Dina Razin is on a mission: to honour famous middle eastern women with her symbolic art works. The stories of these writers, artists, architects and other inspiring women have largely been untold, overlooked or downplayed, within Western narratives. But Razin is now shining a spotlight on them with her empowering, illustrative images, to be shared with audiences right across the globe.
An award-winning Syrian/Iraqi artist, Dina Razin pictures each of her inspiring Middle Eastern muses with her an inside, female gaze:
“I focus my work on the female figure and the empowerment of women. I’m often inspired by the strong females I encounter in my life, while at times also shedding light on their vulnerabilities.”
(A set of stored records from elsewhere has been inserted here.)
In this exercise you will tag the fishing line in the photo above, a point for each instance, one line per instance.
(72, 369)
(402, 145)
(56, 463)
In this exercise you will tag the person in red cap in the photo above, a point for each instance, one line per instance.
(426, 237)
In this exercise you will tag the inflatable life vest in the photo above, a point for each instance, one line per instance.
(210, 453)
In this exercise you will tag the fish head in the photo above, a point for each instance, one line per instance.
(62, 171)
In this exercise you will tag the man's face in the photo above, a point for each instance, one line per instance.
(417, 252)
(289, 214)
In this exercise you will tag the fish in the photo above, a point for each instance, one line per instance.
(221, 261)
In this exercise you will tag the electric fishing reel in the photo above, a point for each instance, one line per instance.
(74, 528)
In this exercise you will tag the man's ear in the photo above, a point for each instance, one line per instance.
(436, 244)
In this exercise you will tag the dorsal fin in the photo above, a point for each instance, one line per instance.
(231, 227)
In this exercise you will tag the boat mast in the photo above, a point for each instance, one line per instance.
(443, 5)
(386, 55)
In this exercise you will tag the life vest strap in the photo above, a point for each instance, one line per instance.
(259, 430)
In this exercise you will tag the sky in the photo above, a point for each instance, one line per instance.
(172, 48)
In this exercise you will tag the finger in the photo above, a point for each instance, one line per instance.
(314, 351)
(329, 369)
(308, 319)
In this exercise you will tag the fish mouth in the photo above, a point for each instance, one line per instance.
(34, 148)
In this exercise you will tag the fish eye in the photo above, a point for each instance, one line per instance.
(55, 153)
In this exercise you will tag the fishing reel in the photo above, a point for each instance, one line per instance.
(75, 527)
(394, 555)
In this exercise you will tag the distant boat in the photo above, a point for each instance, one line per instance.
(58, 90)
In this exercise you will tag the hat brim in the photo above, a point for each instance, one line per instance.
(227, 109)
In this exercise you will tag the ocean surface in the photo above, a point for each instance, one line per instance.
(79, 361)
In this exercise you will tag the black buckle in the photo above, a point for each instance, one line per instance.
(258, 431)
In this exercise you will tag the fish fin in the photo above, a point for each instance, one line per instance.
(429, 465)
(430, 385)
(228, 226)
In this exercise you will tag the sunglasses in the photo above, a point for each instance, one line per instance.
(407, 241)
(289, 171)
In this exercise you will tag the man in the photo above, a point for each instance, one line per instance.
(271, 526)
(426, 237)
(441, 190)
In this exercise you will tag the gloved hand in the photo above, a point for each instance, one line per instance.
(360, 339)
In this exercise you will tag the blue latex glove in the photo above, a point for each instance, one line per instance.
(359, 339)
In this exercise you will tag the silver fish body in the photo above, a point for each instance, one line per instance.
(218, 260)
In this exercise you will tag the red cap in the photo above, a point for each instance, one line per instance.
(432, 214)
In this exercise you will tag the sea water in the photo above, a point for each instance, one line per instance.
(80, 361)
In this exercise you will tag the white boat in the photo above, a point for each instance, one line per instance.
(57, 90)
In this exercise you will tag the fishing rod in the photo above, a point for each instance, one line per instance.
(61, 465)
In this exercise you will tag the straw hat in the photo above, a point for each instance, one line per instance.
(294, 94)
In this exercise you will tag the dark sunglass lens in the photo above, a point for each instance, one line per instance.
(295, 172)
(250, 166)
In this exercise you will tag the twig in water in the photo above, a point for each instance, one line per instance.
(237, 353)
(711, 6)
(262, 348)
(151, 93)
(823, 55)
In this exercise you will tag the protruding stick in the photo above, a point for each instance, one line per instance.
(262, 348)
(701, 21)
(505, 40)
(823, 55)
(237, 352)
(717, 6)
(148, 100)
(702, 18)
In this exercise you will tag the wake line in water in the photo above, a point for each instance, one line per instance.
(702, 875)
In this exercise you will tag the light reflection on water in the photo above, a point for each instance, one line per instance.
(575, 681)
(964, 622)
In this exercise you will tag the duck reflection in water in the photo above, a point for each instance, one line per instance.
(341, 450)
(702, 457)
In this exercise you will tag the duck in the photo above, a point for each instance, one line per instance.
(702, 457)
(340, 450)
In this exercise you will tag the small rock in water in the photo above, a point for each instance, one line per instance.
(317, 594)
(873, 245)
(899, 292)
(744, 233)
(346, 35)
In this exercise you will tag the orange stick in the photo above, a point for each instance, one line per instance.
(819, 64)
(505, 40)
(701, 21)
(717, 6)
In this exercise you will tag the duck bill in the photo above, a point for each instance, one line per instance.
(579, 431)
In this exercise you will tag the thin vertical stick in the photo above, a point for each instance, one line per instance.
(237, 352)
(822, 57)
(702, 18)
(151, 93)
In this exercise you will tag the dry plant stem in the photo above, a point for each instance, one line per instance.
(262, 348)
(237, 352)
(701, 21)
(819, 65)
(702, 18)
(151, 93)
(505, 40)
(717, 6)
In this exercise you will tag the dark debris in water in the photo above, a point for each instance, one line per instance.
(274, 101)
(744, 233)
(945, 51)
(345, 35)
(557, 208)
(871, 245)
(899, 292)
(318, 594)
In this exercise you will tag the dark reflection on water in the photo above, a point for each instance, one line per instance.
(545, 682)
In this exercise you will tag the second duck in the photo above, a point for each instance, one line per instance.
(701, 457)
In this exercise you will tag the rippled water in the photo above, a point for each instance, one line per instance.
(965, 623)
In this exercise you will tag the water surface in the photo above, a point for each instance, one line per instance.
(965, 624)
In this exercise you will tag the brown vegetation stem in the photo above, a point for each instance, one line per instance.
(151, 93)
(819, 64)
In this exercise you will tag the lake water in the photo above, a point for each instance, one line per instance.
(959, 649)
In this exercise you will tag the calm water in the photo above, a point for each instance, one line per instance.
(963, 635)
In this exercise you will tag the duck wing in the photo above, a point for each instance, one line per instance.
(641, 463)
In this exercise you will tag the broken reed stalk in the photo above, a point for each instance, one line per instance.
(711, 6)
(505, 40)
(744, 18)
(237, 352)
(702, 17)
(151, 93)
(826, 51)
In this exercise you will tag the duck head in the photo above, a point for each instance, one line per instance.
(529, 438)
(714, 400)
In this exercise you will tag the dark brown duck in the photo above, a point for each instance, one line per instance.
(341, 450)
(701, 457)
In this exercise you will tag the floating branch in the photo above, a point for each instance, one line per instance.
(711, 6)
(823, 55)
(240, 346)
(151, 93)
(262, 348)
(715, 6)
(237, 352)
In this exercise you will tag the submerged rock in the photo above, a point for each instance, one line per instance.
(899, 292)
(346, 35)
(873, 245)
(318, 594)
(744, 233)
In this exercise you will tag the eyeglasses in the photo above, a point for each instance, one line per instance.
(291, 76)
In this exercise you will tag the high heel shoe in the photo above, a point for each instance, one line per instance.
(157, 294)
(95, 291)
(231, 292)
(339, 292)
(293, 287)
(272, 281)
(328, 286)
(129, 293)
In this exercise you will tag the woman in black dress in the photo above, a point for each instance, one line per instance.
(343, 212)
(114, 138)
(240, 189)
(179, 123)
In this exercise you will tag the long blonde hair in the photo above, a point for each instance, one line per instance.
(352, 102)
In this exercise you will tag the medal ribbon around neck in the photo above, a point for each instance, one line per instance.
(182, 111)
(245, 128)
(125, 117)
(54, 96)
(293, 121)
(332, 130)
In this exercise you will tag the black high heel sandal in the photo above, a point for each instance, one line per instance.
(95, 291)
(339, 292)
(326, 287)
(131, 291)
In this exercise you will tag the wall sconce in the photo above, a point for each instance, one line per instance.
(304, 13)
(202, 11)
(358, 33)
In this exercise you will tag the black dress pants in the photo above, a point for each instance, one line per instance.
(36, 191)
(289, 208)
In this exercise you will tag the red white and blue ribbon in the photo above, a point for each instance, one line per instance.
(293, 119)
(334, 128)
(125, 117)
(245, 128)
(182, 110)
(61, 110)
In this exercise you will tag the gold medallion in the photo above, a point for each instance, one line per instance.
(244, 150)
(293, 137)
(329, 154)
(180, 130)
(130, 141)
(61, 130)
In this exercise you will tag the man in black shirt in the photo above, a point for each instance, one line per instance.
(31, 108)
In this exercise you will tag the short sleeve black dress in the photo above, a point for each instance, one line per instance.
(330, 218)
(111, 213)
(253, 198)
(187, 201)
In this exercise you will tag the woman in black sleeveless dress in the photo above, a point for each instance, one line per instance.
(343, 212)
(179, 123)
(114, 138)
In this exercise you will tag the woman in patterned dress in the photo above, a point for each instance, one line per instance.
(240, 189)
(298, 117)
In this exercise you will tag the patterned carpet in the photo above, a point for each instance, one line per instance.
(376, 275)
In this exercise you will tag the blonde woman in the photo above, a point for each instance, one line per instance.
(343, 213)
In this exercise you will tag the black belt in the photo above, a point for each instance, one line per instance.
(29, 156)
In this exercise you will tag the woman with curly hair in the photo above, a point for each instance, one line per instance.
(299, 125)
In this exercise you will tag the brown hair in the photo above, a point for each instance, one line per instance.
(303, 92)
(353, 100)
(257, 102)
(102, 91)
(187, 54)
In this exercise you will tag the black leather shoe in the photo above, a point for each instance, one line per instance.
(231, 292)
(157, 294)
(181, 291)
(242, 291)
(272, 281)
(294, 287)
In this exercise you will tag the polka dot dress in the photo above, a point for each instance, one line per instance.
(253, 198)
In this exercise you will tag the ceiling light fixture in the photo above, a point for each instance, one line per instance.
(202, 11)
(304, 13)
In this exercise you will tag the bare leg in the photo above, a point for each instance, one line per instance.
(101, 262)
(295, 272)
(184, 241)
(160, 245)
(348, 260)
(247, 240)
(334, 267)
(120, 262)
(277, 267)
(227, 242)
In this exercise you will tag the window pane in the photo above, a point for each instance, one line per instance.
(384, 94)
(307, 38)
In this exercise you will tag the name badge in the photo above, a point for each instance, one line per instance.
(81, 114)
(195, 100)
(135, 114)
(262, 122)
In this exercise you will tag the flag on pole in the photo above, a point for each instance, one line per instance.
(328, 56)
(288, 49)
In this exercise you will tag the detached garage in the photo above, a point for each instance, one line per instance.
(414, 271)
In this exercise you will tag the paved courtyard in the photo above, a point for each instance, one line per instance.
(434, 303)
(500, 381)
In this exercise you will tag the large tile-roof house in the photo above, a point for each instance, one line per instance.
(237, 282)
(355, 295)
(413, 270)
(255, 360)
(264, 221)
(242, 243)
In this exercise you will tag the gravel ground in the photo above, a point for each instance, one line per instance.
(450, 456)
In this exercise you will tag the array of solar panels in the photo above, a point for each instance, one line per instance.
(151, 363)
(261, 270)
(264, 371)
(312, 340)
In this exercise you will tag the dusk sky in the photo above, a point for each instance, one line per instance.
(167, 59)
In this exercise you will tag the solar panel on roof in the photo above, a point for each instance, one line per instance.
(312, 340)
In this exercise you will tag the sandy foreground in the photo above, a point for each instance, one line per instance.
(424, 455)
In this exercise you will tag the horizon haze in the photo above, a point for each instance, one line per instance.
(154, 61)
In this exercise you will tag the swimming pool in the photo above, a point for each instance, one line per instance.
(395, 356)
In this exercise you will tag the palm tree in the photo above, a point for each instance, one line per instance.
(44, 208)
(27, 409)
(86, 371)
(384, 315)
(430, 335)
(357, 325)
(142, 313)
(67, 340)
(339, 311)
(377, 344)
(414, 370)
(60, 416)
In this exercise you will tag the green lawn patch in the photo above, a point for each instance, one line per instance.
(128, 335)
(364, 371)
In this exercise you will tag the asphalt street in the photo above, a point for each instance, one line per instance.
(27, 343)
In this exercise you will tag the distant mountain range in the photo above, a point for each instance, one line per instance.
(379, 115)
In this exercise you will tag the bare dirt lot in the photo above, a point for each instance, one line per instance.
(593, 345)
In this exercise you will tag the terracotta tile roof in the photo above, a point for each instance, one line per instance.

Art history is, of course, saturated with paintings of Middle Eastern women by great western male artists. However, the likes of Ingres and Gérôme historically used these female figures to offer eroticised, exotic fantasies for their viewers’ consumption.
Challenging the canon, Razin explores these women beyond such stereotypes, to present them as complex individuals, whose inner worth is as important as their external beauty.
As she also recognises, Razin’s heritage also influences her unique style: she interweaves contemporary portraiture with botanical imagery and pattern, referencing Islamic design principles, such as symmetry and abstraction.
“Inspired by my Middle Eastern heritage and background, I incorporate a lot of botanical elements in my work”.
Who better to tell the inspiring stories of these Middle Eastern women than Razin? In her own words, here are the Famous Middle Eastern Women who she has chosen to illustrate, with her reasons why:
Ghada Samman (b.1942)
A Syrian poet and journalist. Many of her works have been translated from Arabic into languages such as English, French, Italian, Farsi and more. Pursuit of personal freedom and self-expression inspired most of her writing. She is also famous for utilizing symbolism, which helped her address what is considered taboo social and political issues that might have been difficult to tackle directly. For example she is famous for the use of animals in her works. My illustration is inspired by a poem called” One bird on the tree is better than 10 in the hand”.
Umm Kulthum (1898 – 1975)
Umm Kulthum was an Egyptian singer, songwriter, and film actress, who was given the title “Kawkab el-charq” (‘the planet of the Orient’). She is considered a national icon in Egypt, and is one of the greatest singers in the history of Arab music. She has retained a near-mythical status among young Egyptians and the Arabic World.
May Ziadeh (1886 – 1941)
A Lebanese-Palestinian poet, essayist and journalist. In addition to her writing, May established a literary salon in 1912 which was frequented by many Arab intellectuals.
May was involved in the women emancipation movement and called for the liberation of women. She never married but had exchanged letters for 19 years with literary genius Lebanese-American poet and writer, Khalil Gibran. Although they never met, the correspondence lasted until Gibran died in 1931.
Zaha Hadid (1950 –2016)
Iraqi architect and artist, who is one of the most important figures in architecture in the 20th and 21st centuries. Hadid was influenced by Suprematism and Russian Avant-garde. The crown I chose to place on her head is inspired by her design for the Iraqi parliament in Baghdad. Selecting her for this project shows the role Iraqi women play in their society which is usually overshadowed by the traditional oppressed image perceived by the west.
Hayv Kahraman (b.1981)
Iraqi/American artist, who explores subjects like war, immigration, inequality and victimization of women. ‘War-aq’, the Arabic word for playing cards, is a very personal group of her works. She combined the idea of a scattered deck of cards with the experiences of five million displaced Iraqis, such as herself. Born in Baghdad, she fled to Sweden with family during the Gulf War, studied in Florence, and is currently based in Los Angeles.
Taheyya Kariokka (1915 – 1999)
Egyptian dancer and actress who starred in movies during what is described as the Egyptian film industry’s “Golden Age”. She was a talented dancer, singer, and actress. She was also a political activist who was imprisoned for her political activism and she used her privilege in prison to protect political prisoners and other female prisoners from the inhumane conditions they were forced to live in.
Dina Razin currently has a solo show ‘Reclaiming the Muse’ at Winterbourne House and Gardens in Birmingham, England. It features 20 artworks created for my first book, ‘Muse’ (Penguin, 2022), which explores the incredible lives, talents and aspirations of women, and some men, who have performed the role of muse for artists.